462436347|1 year ago

Good thing the beef and diary industries aren't spending any money to convince you that saturated fat is harmless.

callmeal|1 year ago

>15-80% of their daily calories from honey during certain seasons; why aren't they obese and diabetic?

Maybe because it's "during certain seasons" and not the whole year around?

kmoser|1 year ago

Also, just speculation on my part, but their daily caloric intake may be less than that consumed by a Westerner. Combined with their (presumably) greater expenditure of calories than Westerners, that sugar is not going to result in any significant health issues.

omikun|1 year ago

Try eating mostly honey and roots and see how much you can over consume. The problem in US is the variety of food and how engineered they are to be hyper palatable. Snacks are designed to pump sugar into the blood stream, with just enough salt, fat, or carbonation (in drinks) to mask just how much sugar is in everything. That's the reason why warm flat soda tastes disgustingly sweet.

It's not just sugar, but the amount of it, and how fast it is consumed, and how and when do we expend energy (walking after meals directly consume blood glucose b/c calve muscles don't have a glycogen store) impacts fat buildup and T2D. Check out books by Robert Lustig on the subject.

462436347|1 year ago

> The problem in US is the variety of food and how engineered they are to be hyper palatable

The best study done to date on hyperpalatable foods found that fat and sodium were the most common drivers of hyperpalatability:

https://onlinelibrary.wiley.com/doi/10.1002/oby.22639

> The HPF criteria identified 62% (4,795/7,757) of foods in the FNDDS that met criteria for at least one cluster. Most HPF items (70%; 3,351/4,795) met criteria for the FSOD cluster. Twenty-five percent of items (1,176/4,795) met criteria for the FS cluster, and 16% (747/4,795) met criteria for the CSOD cluster.
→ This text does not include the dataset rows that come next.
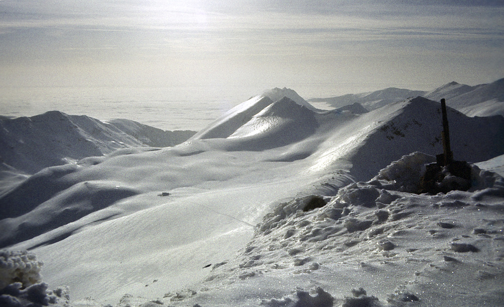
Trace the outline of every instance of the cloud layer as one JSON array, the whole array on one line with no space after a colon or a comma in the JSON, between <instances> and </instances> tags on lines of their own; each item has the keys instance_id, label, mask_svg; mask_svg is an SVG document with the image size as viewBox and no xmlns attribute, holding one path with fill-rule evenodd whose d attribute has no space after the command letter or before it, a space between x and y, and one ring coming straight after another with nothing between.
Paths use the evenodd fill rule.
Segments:
<instances>
[{"instance_id":1,"label":"cloud layer","mask_svg":"<svg viewBox=\"0 0 504 307\"><path fill-rule=\"evenodd\" d=\"M364 90L502 77L498 2L406 2L5 0L0 82Z\"/></svg>"}]
</instances>

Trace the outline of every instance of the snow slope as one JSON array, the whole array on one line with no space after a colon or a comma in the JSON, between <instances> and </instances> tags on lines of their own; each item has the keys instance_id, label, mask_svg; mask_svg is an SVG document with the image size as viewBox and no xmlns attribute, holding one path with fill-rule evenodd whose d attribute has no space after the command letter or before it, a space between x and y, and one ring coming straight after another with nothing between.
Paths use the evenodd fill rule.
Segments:
<instances>
[{"instance_id":1,"label":"snow slope","mask_svg":"<svg viewBox=\"0 0 504 307\"><path fill-rule=\"evenodd\" d=\"M340 108L355 103L361 104L367 110L372 110L392 102L404 100L407 98L423 96L426 92L413 91L406 89L389 87L379 91L359 94L347 94L343 96L324 98L311 98L308 101L325 102L334 108Z\"/></svg>"},{"instance_id":2,"label":"snow slope","mask_svg":"<svg viewBox=\"0 0 504 307\"><path fill-rule=\"evenodd\" d=\"M103 122L58 111L0 117L0 194L45 167L131 147L172 146L192 131L163 131L129 119Z\"/></svg>"},{"instance_id":3,"label":"snow slope","mask_svg":"<svg viewBox=\"0 0 504 307\"><path fill-rule=\"evenodd\" d=\"M447 104L469 116L504 116L504 79L473 87L470 91L447 99Z\"/></svg>"},{"instance_id":4,"label":"snow slope","mask_svg":"<svg viewBox=\"0 0 504 307\"><path fill-rule=\"evenodd\" d=\"M0 197L2 245L31 250L76 305L491 305L501 177L473 167L469 192L404 188L442 152L439 110L421 97L359 114L254 97L176 146L37 173ZM449 110L456 159L504 153L501 117ZM369 295L344 297L359 287Z\"/></svg>"},{"instance_id":5,"label":"snow slope","mask_svg":"<svg viewBox=\"0 0 504 307\"><path fill-rule=\"evenodd\" d=\"M430 92L389 88L371 92L312 98L308 100L325 102L334 108L358 103L371 110L392 102L417 96L438 102L445 98L447 105L470 116L504 115L504 79L474 86L453 81Z\"/></svg>"}]
</instances>

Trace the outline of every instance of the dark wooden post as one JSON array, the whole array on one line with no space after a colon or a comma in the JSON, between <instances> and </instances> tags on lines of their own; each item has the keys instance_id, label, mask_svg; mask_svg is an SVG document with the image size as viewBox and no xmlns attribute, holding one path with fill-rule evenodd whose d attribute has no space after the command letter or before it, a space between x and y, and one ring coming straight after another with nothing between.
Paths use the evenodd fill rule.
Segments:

The clusters were largely distinct from each other, and < 10% of all HPF items met criteria for more than one cluster.

(CSOD, carbohydrates and sodium; FS, fat and simple sugars; FSOD, fat and sodium; HPF, hyper-palatable foods.)

> Check out books by Robert Lustig on the subject

Lustig is a crackpot who relies on animal studies and mechanistic speculation, because the highest-quality RCTs (like the ones I cited) don't support his theory.

anonym29|1 year ago

>Meanwhile tribes of hunter-gatherers in Africa get 15-80% of their daily calories from honey during certain seasons; why aren't they obese and diabetic?

I'd be willing to entertain a hypothesis that the demographic cohort of T2D Americans aren't getting most of their sugar in the form of organic, unprocessed honey taken directly from the hive.

chiefalchemist|1 year ago

I don't quite understand the details but diet plays a role in epigenetics. The effects a diet (in this case sugar) can imprint itself across multiple generations.

PittleyDunkin|1 year ago

> US sugar consumption declined from 2000-2020 to 1970s levels

I think this is added sugar only. It wouldn't surprise me if actual sugar consumption reduction were tempered compared to the linked graph. Hell, actual sugar consumption may have even increased. It's certainly far easier to get (fairly high-sugar) juice now than when I was a child.

astura|1 year ago

>It's certainly far easier to get (fairly high-sugar) juice now than when I was a child.

What? Excuse me!?? This comment is just flooring me.

I am on my 40s, so I was born in the early 80s. Back in the 80s children were expected to drink juice, and LOTS of it. It was considered a health food for kids.

Juice came in frozen concentrate and WIC paid for it. Every family had juice, every younger (1-12 yr old) kid was expected to consume juice every single day. Grocery store freezer sections were PACKED with it, I remember being memorized by all the colors of the packaging.

I don't know anyone who feeds their children juice like I was fed it growing up. Even when people allow their kids juice now it's "eh, it's not healthy but at least it's better than soda."

gitaarik|1 year ago

So what is your point, you think sugar is not such a big problem and we're not eating too much of it? Then what is according to you the major cause of diabetes and obesity?

To me it sounds logical that nutrition plays a major role in our health, and that sugar is a kind of food our bodies aren't made to process in such high quantities.